Improving Weakly-supervised Video Instance Segmentation by Leveraging Spatio-temporal Consistency

TL;DR

This work introduces a novel weakly-supervised method called Eigen-Cluster VIS that achieves competitive accuracy compared to other VIS approaches, without requiring any mask annotations, and effectively narrows the performance gap between the fully-supervised and weakly-supervised VIS approaches.

Abstract

The performance of Video Instance Segmentation (VIS) methods has improved significantly with the advent of transformer networks. However, these networks often face challenges in training due to the high annotation cost. To address this, unsupervised and weakly-supervised methods have been developed to reduce the dependency on annotations. This work introduces a novel weakly-supervised method called Eigen-Cluster VIS that, without requiring any mask annotations, achieves competitive accuracy compared to other VIS approaches. This method is based on two key innovations: a Temporal Eigenvalue Loss (TEL) and a clip-level Quality Cluster Coefficient (QCC).
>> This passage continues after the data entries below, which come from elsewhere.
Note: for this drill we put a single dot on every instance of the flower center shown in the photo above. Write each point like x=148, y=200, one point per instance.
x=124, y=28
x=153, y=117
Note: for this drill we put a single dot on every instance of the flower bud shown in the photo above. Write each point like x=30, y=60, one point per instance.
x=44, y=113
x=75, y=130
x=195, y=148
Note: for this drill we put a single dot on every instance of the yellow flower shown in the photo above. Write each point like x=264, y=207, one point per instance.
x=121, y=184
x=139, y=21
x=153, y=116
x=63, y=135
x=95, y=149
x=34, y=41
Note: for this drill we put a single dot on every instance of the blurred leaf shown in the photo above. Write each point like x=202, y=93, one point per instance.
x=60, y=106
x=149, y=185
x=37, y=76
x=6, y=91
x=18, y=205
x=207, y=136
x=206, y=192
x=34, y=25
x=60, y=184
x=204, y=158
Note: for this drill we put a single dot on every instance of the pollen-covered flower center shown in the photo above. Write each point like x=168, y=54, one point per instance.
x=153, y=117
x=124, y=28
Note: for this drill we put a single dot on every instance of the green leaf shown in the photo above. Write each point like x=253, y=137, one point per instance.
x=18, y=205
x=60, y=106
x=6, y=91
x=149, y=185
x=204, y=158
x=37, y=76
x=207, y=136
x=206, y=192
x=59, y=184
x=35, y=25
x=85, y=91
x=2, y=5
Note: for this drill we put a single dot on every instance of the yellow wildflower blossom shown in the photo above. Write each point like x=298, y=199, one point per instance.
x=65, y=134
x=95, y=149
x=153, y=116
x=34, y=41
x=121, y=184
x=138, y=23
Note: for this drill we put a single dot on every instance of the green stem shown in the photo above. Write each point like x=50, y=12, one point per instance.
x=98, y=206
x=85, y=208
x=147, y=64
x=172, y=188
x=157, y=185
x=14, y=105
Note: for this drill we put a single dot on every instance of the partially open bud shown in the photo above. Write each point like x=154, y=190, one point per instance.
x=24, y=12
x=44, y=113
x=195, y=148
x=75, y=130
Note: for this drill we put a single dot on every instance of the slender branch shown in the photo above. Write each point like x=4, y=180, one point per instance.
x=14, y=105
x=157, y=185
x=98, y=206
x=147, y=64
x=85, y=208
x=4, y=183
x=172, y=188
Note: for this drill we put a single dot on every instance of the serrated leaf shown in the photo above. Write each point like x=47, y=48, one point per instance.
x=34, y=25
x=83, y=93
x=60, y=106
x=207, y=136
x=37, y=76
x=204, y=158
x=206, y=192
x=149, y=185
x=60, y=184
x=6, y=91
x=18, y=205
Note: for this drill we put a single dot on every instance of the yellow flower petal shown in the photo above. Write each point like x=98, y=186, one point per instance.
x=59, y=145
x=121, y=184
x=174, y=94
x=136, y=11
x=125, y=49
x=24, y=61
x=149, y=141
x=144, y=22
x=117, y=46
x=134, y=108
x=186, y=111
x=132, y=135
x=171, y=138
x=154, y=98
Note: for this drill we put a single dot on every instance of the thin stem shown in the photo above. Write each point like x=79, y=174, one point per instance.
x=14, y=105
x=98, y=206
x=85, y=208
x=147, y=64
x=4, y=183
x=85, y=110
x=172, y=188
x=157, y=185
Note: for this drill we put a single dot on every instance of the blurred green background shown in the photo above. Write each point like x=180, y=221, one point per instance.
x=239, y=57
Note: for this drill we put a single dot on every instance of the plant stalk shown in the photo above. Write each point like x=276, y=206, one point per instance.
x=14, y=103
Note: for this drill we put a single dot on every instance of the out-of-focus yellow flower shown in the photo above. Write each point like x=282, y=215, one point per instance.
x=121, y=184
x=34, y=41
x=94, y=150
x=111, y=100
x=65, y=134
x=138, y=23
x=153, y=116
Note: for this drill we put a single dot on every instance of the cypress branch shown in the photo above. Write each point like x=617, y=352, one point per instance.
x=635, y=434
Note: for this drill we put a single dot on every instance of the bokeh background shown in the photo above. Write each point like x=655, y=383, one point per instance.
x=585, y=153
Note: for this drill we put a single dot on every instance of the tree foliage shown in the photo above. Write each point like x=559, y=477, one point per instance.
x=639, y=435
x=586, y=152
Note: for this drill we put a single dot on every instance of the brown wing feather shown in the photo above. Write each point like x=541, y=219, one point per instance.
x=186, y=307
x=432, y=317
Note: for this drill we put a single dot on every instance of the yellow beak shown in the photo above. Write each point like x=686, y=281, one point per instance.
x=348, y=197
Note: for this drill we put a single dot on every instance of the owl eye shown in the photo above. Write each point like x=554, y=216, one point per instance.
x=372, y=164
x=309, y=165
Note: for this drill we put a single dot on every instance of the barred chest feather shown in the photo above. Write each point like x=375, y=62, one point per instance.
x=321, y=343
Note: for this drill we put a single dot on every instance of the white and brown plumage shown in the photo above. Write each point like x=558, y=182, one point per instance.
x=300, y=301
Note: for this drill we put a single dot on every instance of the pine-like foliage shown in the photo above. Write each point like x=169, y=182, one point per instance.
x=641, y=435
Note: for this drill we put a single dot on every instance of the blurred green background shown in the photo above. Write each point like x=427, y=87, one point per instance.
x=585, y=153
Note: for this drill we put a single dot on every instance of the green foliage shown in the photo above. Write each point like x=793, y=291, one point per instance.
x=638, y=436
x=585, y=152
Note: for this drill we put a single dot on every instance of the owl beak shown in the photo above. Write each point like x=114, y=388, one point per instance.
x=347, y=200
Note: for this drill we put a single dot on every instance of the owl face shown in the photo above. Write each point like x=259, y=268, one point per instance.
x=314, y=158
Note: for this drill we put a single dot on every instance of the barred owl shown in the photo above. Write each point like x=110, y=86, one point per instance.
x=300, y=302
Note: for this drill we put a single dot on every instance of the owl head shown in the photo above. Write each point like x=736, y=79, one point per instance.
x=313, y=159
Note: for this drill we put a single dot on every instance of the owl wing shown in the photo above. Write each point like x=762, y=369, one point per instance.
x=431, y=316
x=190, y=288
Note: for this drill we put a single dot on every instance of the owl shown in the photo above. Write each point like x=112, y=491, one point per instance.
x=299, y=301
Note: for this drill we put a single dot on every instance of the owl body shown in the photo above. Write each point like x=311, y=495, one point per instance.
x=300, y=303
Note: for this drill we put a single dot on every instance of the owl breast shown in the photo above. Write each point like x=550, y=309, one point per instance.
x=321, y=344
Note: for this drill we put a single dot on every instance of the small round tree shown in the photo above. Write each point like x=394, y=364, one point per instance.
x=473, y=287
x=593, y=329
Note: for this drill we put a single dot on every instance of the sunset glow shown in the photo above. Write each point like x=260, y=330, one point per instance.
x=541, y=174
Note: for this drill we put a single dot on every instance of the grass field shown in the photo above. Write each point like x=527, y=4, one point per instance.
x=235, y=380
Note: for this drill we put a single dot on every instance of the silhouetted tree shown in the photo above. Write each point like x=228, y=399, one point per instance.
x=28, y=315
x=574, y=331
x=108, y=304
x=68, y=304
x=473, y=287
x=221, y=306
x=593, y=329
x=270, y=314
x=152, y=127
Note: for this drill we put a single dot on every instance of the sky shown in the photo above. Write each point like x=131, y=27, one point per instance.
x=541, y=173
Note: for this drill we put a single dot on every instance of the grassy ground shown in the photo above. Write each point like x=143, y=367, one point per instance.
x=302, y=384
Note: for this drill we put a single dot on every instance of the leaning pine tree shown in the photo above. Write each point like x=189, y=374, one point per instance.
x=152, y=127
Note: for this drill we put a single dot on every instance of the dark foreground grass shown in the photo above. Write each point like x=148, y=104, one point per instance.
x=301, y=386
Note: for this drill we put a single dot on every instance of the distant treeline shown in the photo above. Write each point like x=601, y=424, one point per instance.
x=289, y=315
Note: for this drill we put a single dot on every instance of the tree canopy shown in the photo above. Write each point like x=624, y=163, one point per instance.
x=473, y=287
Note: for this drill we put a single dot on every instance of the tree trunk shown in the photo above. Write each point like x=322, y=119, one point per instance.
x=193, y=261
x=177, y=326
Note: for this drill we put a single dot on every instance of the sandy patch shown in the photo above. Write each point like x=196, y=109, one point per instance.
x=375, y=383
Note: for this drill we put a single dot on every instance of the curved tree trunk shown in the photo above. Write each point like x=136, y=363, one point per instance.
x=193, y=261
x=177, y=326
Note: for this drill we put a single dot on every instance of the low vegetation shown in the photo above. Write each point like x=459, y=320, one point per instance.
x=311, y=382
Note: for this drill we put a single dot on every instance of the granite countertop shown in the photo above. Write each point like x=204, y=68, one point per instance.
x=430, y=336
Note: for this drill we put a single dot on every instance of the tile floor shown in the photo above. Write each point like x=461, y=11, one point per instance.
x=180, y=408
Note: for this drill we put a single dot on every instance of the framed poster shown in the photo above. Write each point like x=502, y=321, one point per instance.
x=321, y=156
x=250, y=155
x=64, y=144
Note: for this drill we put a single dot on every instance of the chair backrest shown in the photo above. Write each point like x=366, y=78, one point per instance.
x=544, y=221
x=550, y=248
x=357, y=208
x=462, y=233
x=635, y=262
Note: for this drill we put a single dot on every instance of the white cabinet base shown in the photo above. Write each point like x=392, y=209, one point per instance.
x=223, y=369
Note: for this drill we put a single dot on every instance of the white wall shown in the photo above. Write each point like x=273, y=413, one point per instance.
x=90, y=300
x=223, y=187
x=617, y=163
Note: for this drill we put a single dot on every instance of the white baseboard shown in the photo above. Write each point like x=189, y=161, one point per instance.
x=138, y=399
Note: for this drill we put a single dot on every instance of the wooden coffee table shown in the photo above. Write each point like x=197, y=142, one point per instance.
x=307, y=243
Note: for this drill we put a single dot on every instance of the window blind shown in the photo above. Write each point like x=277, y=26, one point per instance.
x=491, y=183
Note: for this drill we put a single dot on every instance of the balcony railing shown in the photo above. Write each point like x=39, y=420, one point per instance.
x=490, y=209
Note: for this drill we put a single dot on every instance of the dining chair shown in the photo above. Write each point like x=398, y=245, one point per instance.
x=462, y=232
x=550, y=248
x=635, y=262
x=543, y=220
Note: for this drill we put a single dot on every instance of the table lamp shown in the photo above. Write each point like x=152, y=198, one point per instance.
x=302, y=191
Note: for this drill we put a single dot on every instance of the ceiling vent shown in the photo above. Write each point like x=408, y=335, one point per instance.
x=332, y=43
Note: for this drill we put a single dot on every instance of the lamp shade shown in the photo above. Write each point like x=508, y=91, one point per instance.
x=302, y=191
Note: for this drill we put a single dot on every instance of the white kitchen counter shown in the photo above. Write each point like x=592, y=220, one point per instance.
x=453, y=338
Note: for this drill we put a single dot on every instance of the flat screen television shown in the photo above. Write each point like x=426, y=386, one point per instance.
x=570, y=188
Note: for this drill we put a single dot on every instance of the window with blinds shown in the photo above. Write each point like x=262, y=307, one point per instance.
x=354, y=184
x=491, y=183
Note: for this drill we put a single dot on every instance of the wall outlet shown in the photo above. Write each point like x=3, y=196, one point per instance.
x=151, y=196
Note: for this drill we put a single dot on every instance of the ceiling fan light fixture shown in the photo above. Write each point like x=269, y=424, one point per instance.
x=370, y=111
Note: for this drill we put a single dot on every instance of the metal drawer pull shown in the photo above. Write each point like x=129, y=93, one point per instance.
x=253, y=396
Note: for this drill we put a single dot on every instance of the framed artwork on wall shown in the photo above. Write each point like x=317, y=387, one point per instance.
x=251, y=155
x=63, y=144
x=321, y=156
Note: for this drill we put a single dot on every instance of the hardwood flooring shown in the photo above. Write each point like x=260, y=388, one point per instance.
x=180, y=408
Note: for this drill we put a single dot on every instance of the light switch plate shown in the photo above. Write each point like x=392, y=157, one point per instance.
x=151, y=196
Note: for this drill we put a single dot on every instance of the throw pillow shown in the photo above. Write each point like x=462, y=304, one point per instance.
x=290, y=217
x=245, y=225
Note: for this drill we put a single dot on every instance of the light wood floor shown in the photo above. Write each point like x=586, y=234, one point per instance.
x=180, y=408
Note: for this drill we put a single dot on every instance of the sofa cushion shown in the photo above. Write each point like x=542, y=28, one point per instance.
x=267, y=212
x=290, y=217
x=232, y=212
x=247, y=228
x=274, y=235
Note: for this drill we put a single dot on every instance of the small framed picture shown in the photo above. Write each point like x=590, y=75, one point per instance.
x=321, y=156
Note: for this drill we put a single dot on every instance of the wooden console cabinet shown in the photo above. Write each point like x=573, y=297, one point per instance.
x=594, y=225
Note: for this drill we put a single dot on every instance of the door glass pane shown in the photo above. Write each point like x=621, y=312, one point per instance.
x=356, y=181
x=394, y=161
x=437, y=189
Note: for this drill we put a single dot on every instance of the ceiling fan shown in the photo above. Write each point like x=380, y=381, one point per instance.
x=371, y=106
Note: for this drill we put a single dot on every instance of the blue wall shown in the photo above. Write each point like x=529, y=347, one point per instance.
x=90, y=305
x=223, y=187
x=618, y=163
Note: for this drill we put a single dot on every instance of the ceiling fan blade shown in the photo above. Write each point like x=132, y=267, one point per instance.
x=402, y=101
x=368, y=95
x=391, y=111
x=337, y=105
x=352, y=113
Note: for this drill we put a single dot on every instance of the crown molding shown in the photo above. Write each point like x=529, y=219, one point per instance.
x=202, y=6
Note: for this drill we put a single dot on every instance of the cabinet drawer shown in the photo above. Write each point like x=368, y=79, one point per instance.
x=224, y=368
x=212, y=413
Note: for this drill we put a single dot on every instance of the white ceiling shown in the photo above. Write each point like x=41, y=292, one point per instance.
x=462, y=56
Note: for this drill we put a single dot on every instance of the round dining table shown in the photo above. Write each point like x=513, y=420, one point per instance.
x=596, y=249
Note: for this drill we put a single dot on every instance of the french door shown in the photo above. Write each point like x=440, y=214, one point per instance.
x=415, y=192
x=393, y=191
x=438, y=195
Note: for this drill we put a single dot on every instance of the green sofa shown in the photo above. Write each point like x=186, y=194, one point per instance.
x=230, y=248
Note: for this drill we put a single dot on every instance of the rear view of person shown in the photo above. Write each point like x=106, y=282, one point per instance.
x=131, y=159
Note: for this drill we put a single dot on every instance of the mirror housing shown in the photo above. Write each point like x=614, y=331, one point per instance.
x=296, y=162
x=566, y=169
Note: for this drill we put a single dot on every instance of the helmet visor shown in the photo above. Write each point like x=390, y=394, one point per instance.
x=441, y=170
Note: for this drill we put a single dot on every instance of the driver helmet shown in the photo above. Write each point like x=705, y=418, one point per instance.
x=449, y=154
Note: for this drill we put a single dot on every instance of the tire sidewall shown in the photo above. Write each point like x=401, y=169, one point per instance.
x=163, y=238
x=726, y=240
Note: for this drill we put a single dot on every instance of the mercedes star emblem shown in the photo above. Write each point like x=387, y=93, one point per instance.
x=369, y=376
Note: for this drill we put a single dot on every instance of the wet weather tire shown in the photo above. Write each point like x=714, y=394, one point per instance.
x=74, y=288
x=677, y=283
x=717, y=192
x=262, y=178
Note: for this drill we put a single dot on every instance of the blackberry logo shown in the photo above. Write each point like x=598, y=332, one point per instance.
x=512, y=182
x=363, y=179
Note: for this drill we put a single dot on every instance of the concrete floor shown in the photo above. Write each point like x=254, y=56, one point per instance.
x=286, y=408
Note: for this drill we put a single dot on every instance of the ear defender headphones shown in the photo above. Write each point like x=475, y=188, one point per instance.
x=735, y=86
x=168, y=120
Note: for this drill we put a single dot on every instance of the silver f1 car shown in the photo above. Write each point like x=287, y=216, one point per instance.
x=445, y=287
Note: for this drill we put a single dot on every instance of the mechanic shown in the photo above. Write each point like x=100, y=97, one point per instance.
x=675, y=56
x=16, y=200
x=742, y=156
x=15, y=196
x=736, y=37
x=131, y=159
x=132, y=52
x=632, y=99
The TEL ensures temporal coherence by leveraging the eigenvalues of the Laplacian matrix derived from graph adjacency matrices. By minimizing the mean absolute error between the eigenvalues of adjacent frames, this loss function promotes smooth transitions and stable segmentation boundaries over time, reducing temporal discontinuities and improving overall segmentation quality. The QCC employs the K-means method to ensure the quality of spatio-temporal clusters without relying on ground truth masks. Using the Davies-Bouldin score, the QCC provides an unsupervised measure of feature discrimination, allowing the model to self-evaluate and adapt to varying object distributions, enhancing robustness during the testing phase. These enhancements are computationally efficient and straightforward, offering significant performance gains without additional annotated data. The proposed Eigen-Cluster VIS method is evaluated on the YouTube-Video Instance Segmentation (YouTube-VIS) 2019/2021 and Occluded Video Instance Segmentation (OVIS) datasets, demonstrating that it effectively narrows the performance gap between the fully-supervised and weakly-supervised VIS approaches. The code is available on https://github.com/farnooshar/EigenClusterVIS

Figures (6)

• Figure 1: Visualization of Eigen-Cluster VIS Predictions. Eigen-Cluster VIS uses no video or image mask annotations, and achieves 44.2% mask AP on the YouTube-VIS 2019 validation dataset, with a ResNet-50 backbone. These outputs validate the fact that high performance VIS can be obtained without any mask annotations.
• Figure 2: Pipelines of proposed Eigen-Cluster VIS. After inputting $X$ into Mask2former, two outputs, $U$ and $O$, are generated. According to Method ke2022mask, $X$ is also fed into the Temporal Patch Matching module to extract the corresponding patches for TK-Loss. $U$ pertains to classification and is optimized using Cross-Entropy Loss, while $O$ represents instance features from which the QCC, TEL, and TK-Loss modules are derived. All the losses are then aggregated under the title $L_{\text{segmentation}}$ during the training process, and the optimization is carried out.
• Figure 3: Quality Cluster Coefficient. Instance features are reshaped and resized along the spatial dimension for each clip in a batch. Subsequently, a K-means clustering (where K is the number of instances in the ground truth) is performed on these features. The Quality Cluster Coefficient is computed by using the Davies-Bouldin metric.
• Figure 4: Temporal Eigenvalue Loss. Matched instances are identified through sequence matching between the instance features and ground truth masks. Subsequently, for each instance in every frame, the features are resized and reshaped, followed by the creation of an affinity matrix based on these features. Eigenvalues of the Laplacian of this affinity matrix are extracted for each instance. The MAE loss is then computed cyclically between the corresponding instances in every two consecutive frames.
• Figure 5: Visualization of Baseline and Eigen-Cluster VIS Differences. In the baseline, some foreground areas may be missed, particularly in details involving fast movements. These missed regions are indicated with dashed lines.